很少使用的更快的整数SSE非指定负载 [英] A faster integer SSE unalligned load that's rarely used
问题描述
尤其是与_mm_loadu_si128内在函数(自SSE2开始的movdqu指令)相比,我想了解更多关于_mm_lddqu_si128 intrinsic(自SSE3以来的lddqu指令)的信息.
I would like to know more about the _mm_lddqu_si128intrinsic (lddqu instruction since SSE3) particularly compared with the _mm_loadu_si128 intrinsic (movdqu instruction since SSE2) .
我今天才发现_mm_lddqu_si128.英特尔内部指南说
I only discovered _mm_lddqu_si128 today. The intel intrinsic guide says
当数据越过缓存行边界时,此内在函数的性能可能优于_mm_loadu_si128
this intrinsic may perform better than _mm_loadu_si128 when the data crosses a cache line boundary
和评论了 >
在某些情况下会表现更好,但绝不会变差.
will perform better under certain circumstances, but never perform worse.
那么,为什么不多使用它(SSE3的门槛却很低,因为所有Core2处理器都拥有它)?为什么数据越过高速缓存行时性能会更好? lddqu仅在某些处理器子集上可能更好.例如.在Nehalem之前?
So why is it not used more (SSE3 is a pretty low bar since all Core2 processors have it)? Why may it perform better when data crosses a cache line? Is lddqu only possibly better on a certain subset of processors. E.g. before Nehalem?

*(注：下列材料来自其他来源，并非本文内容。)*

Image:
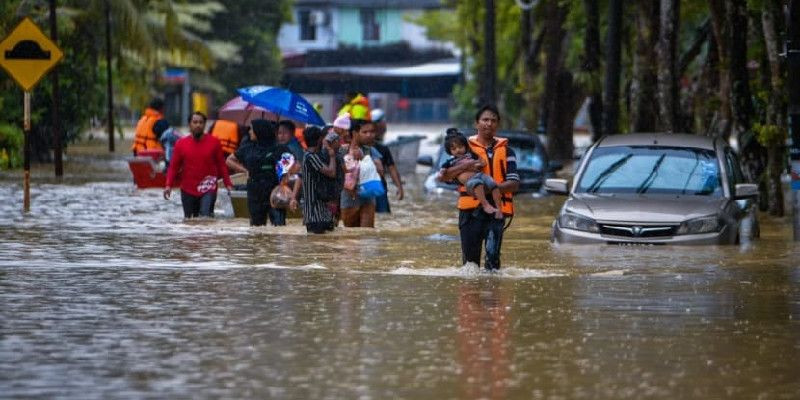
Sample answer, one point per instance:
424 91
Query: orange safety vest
495 167
298 134
145 137
227 132
358 108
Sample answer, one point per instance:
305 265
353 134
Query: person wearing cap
145 138
382 202
167 136
258 157
197 163
333 140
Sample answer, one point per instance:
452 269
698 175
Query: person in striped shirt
318 177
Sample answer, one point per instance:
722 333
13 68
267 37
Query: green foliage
254 28
769 135
11 141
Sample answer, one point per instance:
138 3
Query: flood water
105 292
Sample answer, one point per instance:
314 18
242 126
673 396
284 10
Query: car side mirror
556 186
745 191
554 166
425 160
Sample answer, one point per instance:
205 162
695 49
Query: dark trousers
196 206
478 229
258 205
277 216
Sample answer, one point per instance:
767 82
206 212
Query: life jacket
298 134
358 108
227 132
145 138
495 167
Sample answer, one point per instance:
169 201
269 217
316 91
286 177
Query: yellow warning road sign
28 54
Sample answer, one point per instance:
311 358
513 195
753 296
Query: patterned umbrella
282 102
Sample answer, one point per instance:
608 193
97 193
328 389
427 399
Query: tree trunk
645 79
531 45
613 68
667 78
776 109
591 66
489 92
558 85
722 120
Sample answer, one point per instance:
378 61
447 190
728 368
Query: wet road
106 293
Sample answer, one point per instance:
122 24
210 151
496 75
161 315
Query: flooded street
105 292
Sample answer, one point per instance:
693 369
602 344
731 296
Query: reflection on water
106 292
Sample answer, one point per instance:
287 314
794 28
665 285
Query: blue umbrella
282 102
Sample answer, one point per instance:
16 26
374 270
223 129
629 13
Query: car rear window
652 170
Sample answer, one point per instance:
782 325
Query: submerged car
656 189
533 164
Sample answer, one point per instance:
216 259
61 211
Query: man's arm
397 182
449 174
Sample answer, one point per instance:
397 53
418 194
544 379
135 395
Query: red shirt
198 161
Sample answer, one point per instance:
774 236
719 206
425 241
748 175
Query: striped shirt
314 210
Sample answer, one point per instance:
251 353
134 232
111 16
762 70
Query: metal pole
56 98
26 155
793 86
109 83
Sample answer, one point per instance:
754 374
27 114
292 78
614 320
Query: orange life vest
227 132
358 108
145 138
495 167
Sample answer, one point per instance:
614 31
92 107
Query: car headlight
700 225
577 222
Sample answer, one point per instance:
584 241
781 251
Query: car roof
658 139
512 135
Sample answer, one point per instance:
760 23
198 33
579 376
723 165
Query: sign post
27 54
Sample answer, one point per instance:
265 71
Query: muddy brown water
105 292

我意识到我可以通读一份英特尔手册来找到答案,但是我认为这个问题可能对其他人很有趣.
I realize I could read through an Intel manual to probably find the answer but I think this question may be interesting to other people.
推荐答案
lddqu 使用了不同的策略比P4上的 movdqu 相同,但在支持该功能的所有其他CPU上均相同.没有特别的缺点(因为SSE3指令不会占用任何额外的机器代码字节,并且在这一点上甚至AMD都已广泛支持它),但是除非您关心P4,否则根本没有任何缺点.
lddqu used a different strategy than movdqu on P4, but runs identically on all other CPUs that support it. There's no particular downside (since SSE3 instructions don't take any extra bytes of machine code, and are fairly widely supported even by AMD at this point), but no upside at all unless you care about P4.

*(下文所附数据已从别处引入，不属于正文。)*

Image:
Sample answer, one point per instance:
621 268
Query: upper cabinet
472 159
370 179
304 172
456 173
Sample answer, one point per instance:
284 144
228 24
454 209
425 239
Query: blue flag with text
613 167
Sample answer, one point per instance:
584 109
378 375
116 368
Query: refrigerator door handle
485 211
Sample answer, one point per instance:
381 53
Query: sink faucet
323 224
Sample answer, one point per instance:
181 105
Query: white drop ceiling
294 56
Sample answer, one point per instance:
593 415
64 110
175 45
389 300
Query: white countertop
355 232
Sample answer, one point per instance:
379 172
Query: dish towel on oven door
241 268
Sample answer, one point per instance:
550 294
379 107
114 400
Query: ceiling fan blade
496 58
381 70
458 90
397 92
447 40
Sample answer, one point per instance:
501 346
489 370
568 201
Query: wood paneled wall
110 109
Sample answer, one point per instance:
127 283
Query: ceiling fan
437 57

Dark Shikari(x264视频编码器主要开发人员之一,负责许多SSE加速)
Dark Shikari (one of the x264 video encoder lead developers, responsible for a lot of SSE speedups) went into detail about it in a blog post in 2008. This is an archive.org link since the original is offline, but there's a lot of good stuff in his blog.
他提出的最有趣的一点是,Core2仍然具有较慢的未对齐负载,其中手动执行两个对齐的负载和palignr可以更快,但仅在立即移位计数时可用.由于Core2的lddqu与movdqu相同,因此无济于事.

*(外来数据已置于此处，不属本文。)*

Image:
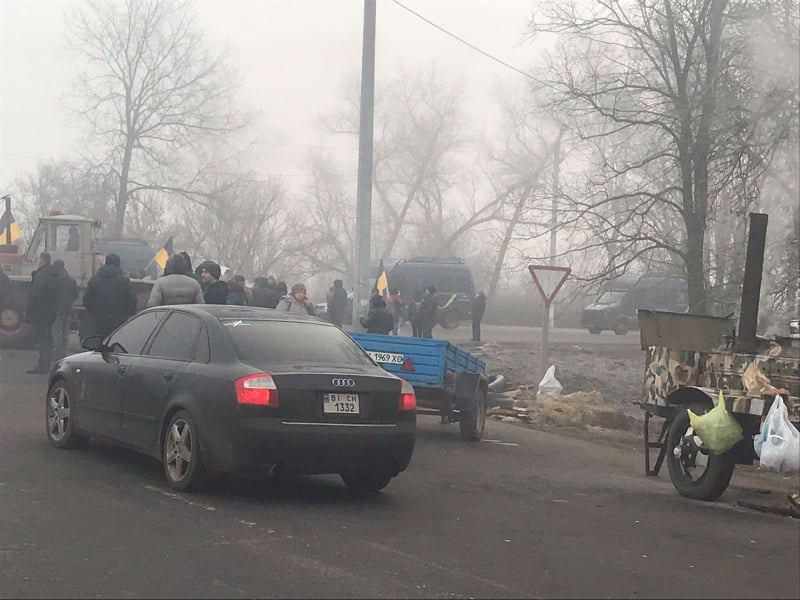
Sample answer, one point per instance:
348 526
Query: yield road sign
549 279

The most interesting point he makes is that Core2 still has slow unaligned loads, where manually doing two aligned loads and a palignr can be faster, but is only available with an immediate shift count. Since Core2 runs lddqu the same as movdqu, it doesn't help.
显然,Core1确实是专门实现了lddqu的,所以毕竟不只是P4.
Apparently Core1 does implement lddqu specially, so it's not just P4 after all.
此关于lddqu/movdqu的历史的英特尔博客文章(我在Google中用2秒的时间找到了lddqu vs movdqu,/scold @Zboson),
This Intel blog post about the history of lddqu/movdqu (which I found in 2 seconds with google for lddqu vs movdqu, /scold @Zboson) explains:
(仅在P4上): 该指令由 加载在16字节边界上对齐的32字节块,提取对应于未对齐的16字节 访问.
(on P4 only): The instruction works by loading a 32-byte block aligned on a 16-byte boundary, extracting the 16 bytes corresponding to the unaligned access.
由于该指令加载的字节数超过了请求的字节数,因此存在一些使用限制. Lddqu应该 避免在未缓存(UC)和写合并(USWC)内存区域上使用.另外,通过其实施, 在应该进行存储负载转发的情况下,应避免使用lddqu.
Because the instruction loads more bytes than requested, some usage restrictions apply. Lddqu should be avoided on Uncached (UC) and Write-Combining (USWC) memory regions. Also, by its implementation, lddqu should be avoided in situations where store-load forwarding is expected.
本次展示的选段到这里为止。